A Review of the Nigerian Energy Industry

Nigeria: Dangote oil refinery to boost Nigeria’s economic fortunes – Moghalu

Aliko Dangote, Chairman of the Dangote Group.
Aliko Dangote, Chairman of the Dangote Group.

11 April 2015, Lagos – The scheduled completion and take-off in 2017 of a major oil refinery under construction by the Dangote Goup, will boost Nigeria’s economic fortunes in the medium to long term, a former deputy governor of the Central Bank of Nigeria (CBN), Dr. Kingsley Moghalu, has said.

Moghalu said the President elect, Muhammadu Buhari must have to come up with solutions to tackle an oil-lubricated economy, traumatised by a sharp decline in the price of crude oil, which makes up over 80 percent of the country’s revenues.

“The Dangote oil refinery will refine 650,000 barrels of oil per day, cutting Nigeria’s refined petroleum products import bill by 50 percent. This will lower pressure on the naira caused by the constant need for producers of petroleum derivatives and other importers to purchase large amounts of dollars. Local refining will reduce the need for foreign exchange,” he said.

Moghalu was speaking on building an industrial structure in Africa’s largest economy on Thursday, said the Dangote’s refinery and its by-products will mark a structural shift towards an effective industrial manufacturing economy. This is besides the general positive impact on monetary policy.

The financial expert said the Buhari-led government must restructure a federation where most resources and instruments of power rest at the centre in Abuja, leaving many states dissatisfied and feeble.
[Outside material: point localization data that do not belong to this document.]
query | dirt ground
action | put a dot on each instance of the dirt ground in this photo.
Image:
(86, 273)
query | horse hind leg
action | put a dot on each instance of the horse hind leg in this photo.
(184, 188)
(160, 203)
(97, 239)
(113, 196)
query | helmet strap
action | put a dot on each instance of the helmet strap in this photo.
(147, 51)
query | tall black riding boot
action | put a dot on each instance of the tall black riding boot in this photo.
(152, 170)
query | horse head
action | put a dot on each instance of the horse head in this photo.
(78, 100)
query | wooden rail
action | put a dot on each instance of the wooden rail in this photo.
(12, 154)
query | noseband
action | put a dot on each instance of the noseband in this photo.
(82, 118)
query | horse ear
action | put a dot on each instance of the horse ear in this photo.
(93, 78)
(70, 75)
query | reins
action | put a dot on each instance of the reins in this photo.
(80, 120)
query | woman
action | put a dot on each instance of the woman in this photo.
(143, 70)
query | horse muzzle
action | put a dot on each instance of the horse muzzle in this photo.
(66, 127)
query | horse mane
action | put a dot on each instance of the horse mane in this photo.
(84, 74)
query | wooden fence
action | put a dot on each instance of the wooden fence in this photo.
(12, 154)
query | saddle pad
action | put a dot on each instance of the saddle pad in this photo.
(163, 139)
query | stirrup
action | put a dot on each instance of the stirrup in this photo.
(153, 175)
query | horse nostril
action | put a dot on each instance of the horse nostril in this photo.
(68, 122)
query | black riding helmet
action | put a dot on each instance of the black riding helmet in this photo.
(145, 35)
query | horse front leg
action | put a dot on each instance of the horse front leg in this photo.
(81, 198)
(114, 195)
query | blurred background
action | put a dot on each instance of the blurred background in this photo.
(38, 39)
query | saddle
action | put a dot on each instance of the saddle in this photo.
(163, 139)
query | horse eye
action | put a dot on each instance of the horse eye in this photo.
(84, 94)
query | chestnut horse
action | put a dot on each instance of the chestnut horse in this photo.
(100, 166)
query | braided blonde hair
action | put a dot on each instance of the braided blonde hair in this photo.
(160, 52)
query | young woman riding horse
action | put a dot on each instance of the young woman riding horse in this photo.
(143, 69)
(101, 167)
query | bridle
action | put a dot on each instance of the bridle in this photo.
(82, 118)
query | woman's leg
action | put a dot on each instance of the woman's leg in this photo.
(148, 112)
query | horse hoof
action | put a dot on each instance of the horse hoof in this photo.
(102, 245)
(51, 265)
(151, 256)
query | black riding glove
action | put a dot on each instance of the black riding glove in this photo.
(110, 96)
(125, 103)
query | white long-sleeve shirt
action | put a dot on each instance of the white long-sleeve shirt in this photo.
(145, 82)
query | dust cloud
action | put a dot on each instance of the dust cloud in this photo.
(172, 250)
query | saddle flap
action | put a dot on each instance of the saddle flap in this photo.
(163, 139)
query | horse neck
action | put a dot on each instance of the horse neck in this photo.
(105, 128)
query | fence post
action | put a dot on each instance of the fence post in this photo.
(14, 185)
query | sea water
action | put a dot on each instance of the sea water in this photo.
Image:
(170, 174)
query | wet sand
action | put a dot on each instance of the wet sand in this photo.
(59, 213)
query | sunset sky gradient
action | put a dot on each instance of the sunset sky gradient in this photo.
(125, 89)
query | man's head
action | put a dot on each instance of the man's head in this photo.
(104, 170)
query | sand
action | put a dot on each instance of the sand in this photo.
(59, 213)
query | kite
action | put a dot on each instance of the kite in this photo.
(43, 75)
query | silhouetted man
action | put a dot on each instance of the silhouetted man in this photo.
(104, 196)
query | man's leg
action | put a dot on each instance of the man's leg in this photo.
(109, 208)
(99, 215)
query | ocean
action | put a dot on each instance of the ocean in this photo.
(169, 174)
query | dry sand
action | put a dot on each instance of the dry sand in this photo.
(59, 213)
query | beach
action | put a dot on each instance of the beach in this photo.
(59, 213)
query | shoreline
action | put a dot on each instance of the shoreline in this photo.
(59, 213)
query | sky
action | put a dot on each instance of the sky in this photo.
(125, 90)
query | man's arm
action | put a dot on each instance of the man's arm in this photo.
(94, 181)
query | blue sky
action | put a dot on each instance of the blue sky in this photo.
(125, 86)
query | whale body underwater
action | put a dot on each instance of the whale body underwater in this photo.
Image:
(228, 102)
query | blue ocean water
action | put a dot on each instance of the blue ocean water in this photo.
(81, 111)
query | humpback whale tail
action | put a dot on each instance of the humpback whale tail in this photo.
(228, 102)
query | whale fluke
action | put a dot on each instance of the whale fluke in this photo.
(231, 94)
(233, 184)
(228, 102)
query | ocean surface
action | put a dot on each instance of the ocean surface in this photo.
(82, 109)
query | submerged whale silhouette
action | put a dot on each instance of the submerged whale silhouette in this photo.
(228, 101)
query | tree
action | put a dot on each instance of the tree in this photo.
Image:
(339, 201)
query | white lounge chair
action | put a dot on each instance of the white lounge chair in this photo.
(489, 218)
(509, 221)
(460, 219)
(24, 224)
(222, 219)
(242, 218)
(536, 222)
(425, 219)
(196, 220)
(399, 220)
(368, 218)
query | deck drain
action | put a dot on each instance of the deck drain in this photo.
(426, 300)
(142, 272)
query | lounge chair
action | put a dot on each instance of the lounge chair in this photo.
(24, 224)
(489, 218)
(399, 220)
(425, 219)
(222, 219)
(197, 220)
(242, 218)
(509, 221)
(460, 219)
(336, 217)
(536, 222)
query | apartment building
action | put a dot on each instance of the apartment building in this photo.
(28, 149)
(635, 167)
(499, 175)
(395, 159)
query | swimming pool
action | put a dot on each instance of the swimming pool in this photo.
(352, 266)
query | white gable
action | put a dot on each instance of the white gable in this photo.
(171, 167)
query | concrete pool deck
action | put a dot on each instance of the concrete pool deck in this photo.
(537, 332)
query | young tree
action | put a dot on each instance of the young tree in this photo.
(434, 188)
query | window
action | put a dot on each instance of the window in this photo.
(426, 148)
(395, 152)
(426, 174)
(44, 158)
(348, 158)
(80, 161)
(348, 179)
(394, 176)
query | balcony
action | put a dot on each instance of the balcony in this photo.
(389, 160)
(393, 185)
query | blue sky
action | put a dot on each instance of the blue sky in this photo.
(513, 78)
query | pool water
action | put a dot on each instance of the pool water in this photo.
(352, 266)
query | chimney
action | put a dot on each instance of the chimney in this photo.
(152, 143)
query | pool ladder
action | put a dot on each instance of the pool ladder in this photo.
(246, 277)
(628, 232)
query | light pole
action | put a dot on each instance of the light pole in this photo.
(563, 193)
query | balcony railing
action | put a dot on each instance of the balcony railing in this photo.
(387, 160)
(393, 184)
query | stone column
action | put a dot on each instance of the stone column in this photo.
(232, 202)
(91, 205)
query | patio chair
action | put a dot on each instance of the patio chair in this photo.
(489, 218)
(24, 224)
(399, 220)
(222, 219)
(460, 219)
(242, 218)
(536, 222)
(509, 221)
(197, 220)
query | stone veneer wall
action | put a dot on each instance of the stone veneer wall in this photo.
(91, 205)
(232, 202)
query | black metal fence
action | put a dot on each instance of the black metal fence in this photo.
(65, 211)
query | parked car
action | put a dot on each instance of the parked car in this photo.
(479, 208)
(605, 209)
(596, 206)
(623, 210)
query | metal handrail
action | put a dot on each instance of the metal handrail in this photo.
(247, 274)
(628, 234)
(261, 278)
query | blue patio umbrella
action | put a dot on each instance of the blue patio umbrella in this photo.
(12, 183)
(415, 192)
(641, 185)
He noted that the problems of Federal Government spending priorities that are focused more on recurrent expenditure to finance a bloated governance apparatus than capital investments for real economic transformation, have led to the naira falling heavily, the result of lower oil revenues and the absence of fiscal savings that could have acted as a buffer against exogenous commodity shocks.